# Between the Clicks

> Clicks arrive scrambled. Find where one visit ends and the next begins.

Canonical URL: <https://datadriven.io/problems/between-the-clicks>

Domain: Python · Difficulty: medium · Seniority: mid

## Problem

Our ad-click pipeline ingests events under at-least-once delivery, so a single user's clicks can arrive out of order. Each event has a `user` and a `ts` in seconds; reconstruct each user's sessions, where a session is a stretch of that user's activity with no more than `gap` seconds between one click and the next. For each session, report the user, its first and last timestamp, and how many clicks fell inside it.

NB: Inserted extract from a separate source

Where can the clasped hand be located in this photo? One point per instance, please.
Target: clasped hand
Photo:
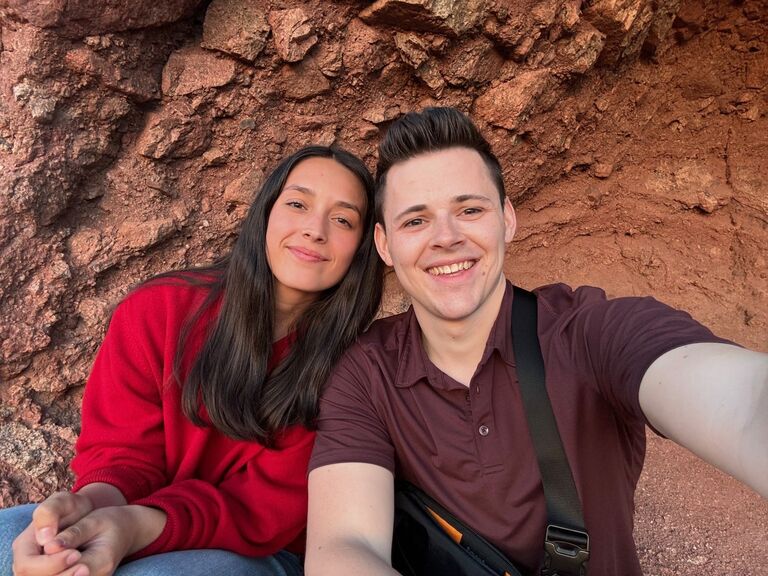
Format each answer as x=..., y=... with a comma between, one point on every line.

## Worked solution and explanation

### Why this problem exists in real interviews

This is sessionization wearing an ad-tech costume. The skill being probed is whether you can carve one key's time-ordered events into sessions by an inter-event gap. Anyone can bucket the events by user. The thing that separates candidates is noticing the word 'out of order': at-least-once delivery means arrival order is NOT time order, so before you can reason about gaps at all you have to restore each user's timeline. Skip that and a click that showed up late lands next to the wrong neighbor, so it reads as a brand-new session or blows a hole in an existing one. Your session count comes out wrong and so does every boundary.

> **Trick to solving**
>
> The whole thing collapses to one global sort. Sort the events by (user, ts) so every user's clicks sit together in ascending time, then make a single forward pass. Because the events are now both grouped and time-ordered, the only thing you ever compare is the gap from the current click to the open session's last click: within gap and same user, extend it; otherwise open a new session.

---

### Break down the requirements

#### Step 1: Sort once, by user then time

sorted(events, key=lambda e: (e['user'], e['ts'])) does both jobs the problem hinges on in a single step: the user component co-locates each person's clicks, and the ts component restores time order inside each user's run. This is the line a weaker answer skips when it just counts per user, throwing away the ordering the rest of the problem lives on.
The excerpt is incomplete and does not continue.